C’è un’elettricità diversa nell’aria di Roma in questo febbraio 2026. Non è più solo l’attesa per un evento di costume, ma la consapevolezza di un popolo rugbistico che ha smesso di sentirsi l’invitato di pietra al tavolo delle grandi. Sabato 7 febbraio, alle 15:15, lo Stadio Olimpico aprirà i cancelli per Italia-Scozia, secondo atto di un Sei Nazioni che promette scintille.
Oltre ai punti in classifica, si gioca per la Cuttitta Cup, il trofeo istituito in memoria del leggendario pilone azzurro e tecnico degli scozzesi. Una sfida che negli ultimi anni è diventata un "classico" del torneo, spesso decisiva per evitare i bassifondi della classifica o, come accaduto più recentemente, per lanciare una delle due squadre verso le zone nobili del ranking mondiale.
L’Italia arriva a questo appuntamento dopo un tour autunnale convincente e una preparazione invernale focalizzata sulla disciplina.
Il CT Gonzalo Quesada sembra aver trovato il mix perfetto tra la solidità difensiva e l’imprevedibilità del triangolo allargato. "Contro la Scozia non puoi mai staccare la spina", ha dichiarato il tecnico in conferenza stampa. "Loro giocano il rugby più veloce del torneo, noi dovremo essere bravi a rallentare i loro punti d’incontro".
Dall’altra parte, la Scozia di Gregor Townsend arriva nella Capitale con la solita batteria di trequarti fulminanti. Nonostante l’avanzare dell’età, il genio di Finn Russell rimane il faro di una squadra che fa del gioco d’attacco la propria religione. Gli scozzesi cercano riscatto dopo le ultime prestazioni altalenanti, consci che l’Olimpico non è più terra di conquista facile come un decennio fa.

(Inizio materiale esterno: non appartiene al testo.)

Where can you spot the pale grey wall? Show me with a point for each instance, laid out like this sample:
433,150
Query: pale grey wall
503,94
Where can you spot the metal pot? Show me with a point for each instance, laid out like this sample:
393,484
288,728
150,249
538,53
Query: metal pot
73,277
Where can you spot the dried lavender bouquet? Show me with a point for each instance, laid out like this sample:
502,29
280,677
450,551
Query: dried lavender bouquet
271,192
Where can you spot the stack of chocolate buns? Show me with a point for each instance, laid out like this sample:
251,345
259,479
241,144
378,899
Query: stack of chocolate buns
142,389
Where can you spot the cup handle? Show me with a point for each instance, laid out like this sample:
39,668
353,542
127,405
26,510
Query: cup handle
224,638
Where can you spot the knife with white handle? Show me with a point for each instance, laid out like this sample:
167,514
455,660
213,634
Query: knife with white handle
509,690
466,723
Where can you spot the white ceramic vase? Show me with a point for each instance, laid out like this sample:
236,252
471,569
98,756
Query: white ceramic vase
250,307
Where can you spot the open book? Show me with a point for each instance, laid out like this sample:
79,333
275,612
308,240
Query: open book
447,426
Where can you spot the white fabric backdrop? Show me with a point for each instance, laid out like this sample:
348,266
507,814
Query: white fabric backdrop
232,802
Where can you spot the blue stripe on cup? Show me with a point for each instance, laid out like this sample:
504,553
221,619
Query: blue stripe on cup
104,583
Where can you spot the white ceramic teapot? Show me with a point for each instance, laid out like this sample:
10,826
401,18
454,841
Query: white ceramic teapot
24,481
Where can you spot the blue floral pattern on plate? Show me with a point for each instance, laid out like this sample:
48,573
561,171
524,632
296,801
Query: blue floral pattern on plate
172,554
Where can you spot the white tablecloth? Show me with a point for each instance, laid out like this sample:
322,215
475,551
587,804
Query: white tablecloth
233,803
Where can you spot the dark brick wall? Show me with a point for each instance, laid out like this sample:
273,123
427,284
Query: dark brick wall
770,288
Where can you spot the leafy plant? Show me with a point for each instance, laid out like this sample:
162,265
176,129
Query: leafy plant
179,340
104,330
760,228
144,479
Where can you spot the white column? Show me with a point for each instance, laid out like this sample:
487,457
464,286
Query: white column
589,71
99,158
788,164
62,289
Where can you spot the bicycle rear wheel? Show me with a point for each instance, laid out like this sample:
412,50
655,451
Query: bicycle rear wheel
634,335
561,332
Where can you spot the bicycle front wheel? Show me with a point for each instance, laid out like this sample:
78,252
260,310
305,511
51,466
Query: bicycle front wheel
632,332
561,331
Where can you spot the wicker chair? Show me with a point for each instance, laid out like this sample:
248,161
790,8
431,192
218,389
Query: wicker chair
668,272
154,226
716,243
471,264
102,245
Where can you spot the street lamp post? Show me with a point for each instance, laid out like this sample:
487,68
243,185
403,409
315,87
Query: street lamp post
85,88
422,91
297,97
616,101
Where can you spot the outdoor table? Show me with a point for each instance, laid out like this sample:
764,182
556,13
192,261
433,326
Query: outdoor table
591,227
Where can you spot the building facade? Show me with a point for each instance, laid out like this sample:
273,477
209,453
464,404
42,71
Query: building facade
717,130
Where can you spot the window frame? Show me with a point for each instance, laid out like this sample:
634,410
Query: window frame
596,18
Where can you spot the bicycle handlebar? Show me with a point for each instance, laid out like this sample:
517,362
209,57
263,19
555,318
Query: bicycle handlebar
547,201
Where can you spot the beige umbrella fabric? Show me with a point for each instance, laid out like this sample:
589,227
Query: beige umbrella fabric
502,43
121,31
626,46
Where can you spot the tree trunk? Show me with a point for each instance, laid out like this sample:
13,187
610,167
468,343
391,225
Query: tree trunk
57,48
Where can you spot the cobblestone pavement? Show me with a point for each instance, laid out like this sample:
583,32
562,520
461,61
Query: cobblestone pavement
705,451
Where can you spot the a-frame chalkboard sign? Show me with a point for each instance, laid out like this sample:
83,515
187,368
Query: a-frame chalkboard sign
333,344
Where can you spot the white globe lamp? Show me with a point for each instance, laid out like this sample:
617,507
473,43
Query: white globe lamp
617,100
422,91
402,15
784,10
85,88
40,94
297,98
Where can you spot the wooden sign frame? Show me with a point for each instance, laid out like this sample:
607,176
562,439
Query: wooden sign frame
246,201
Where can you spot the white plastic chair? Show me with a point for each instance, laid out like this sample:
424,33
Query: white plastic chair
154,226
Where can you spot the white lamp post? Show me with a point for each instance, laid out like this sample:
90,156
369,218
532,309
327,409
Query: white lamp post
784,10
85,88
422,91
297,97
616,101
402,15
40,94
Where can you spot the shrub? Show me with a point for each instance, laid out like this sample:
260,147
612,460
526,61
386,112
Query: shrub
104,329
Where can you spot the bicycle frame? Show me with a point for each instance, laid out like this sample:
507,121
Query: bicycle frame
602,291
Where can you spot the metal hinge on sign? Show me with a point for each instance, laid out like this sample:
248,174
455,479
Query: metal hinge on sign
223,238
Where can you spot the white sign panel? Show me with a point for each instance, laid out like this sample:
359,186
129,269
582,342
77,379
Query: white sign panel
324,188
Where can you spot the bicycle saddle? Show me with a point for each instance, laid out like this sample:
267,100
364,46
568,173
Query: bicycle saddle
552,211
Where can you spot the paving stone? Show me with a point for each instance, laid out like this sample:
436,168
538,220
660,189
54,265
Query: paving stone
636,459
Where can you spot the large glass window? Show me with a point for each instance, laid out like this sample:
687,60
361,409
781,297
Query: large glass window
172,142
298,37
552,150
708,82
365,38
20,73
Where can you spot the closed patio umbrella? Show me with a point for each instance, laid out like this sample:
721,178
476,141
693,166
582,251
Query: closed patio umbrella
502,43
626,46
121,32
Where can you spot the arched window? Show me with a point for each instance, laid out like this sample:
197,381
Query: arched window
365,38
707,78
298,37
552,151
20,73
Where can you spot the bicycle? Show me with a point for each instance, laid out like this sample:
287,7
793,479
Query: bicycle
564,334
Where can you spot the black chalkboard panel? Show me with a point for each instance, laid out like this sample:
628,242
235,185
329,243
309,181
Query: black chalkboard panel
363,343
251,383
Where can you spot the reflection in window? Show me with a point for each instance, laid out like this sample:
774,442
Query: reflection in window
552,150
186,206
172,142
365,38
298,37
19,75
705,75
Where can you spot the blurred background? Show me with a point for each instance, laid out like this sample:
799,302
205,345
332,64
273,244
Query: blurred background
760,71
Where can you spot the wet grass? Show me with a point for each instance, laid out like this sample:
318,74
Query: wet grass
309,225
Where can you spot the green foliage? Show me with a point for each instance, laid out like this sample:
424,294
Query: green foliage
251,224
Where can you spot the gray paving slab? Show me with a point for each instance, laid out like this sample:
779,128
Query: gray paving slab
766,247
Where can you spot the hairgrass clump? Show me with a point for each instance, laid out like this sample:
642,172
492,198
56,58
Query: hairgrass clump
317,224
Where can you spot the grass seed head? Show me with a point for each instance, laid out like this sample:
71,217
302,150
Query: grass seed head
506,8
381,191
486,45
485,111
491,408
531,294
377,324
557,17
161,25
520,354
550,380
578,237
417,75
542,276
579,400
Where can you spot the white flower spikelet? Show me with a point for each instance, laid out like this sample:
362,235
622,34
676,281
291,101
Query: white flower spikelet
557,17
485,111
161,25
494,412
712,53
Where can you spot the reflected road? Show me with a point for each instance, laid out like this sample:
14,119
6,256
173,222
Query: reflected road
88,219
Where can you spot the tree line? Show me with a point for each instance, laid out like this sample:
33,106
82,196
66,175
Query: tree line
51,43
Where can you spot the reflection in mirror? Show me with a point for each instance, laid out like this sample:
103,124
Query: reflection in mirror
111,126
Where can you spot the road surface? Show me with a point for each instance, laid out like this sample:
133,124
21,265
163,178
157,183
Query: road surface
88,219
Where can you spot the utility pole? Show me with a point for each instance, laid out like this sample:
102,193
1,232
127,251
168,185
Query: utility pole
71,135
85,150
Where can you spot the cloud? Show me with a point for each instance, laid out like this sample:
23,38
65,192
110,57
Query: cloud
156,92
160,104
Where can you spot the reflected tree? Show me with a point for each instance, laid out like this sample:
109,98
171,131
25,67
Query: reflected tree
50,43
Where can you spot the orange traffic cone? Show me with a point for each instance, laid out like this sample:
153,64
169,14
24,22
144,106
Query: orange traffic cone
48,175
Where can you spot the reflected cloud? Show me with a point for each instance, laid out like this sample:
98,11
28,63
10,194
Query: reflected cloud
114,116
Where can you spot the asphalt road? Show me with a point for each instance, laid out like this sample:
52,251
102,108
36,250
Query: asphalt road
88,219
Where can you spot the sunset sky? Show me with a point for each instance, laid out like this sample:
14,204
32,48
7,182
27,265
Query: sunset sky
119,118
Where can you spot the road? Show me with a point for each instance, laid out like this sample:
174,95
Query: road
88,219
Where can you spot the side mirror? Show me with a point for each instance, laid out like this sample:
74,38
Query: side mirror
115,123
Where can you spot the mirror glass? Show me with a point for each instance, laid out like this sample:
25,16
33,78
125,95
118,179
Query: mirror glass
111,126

La partita si vincerà in due zone nevralgiche:
La mischia chiusa: Il pacchetto azzurro, guidato dal capitano Michele Lamaro, dovrà confermare i progressi mostrati nel 2025. Se l’Italia riesce a dominare la fase statica, toglierà ossigeno al gioco scozzese.
La sfida tra i n.10: Il confronto a distanza tra la gestione tattica di Paolo Garbisi e l’estro di Finn Russell sarà, come sempre, il tema dominante. Chi riuscirà a calciare meglio negli spazi profondi avrà la chiave del match.
Le previsioni parlano di uno stadio completamente esaurito. Sono attesi oltre 65.000 spettatori, con la consueta marea scozzese (la "Tartan Army") pronta a colorare le vie del centro già da venerdì sera. Ma il cuore pulsante sarà azzurro: dopo la vittoria storica del 2024 e le grandi prestazioni dello scorso anno, il pubblico italiano crede fermamente che battere la Scozia sia non solo possibile, ma l’obiettivo minimo per puntare alla parte sinistra della classifica.
Sabato pomeriggio, al fischio d’inizio dell’arbitro, non sarà solo una partita di rugby. Sarà il termometro della maturità di un’Italia che vuole continuare a ruggire.
Le probabili formazioni:
ITALIA: 15 Capuozzo, 14 Pani, 13 Menoncello, 12 Brex, 11 Ioane, 10 Garbisi P., 9 Varney, 8 Cannone L., 7 Lamaro (C), 6 Negri, 5 Ruzza, 4 Cannone N., 3 Ferrari, 2 Lucchesi, 1 Fischetti.
SCOZIA: 15 Kinghorn, 14 Graham, 12 Jones, 13 Tuipulotu, 11 Van der Merwe, 10 Russell, 9 White, 8 Dempsey, 7 Darge, 6 Ritchie, 5 Cummings, 4 Gilchrist, 3 Z. Fagerson, 2 Turner, 1 Schoeman.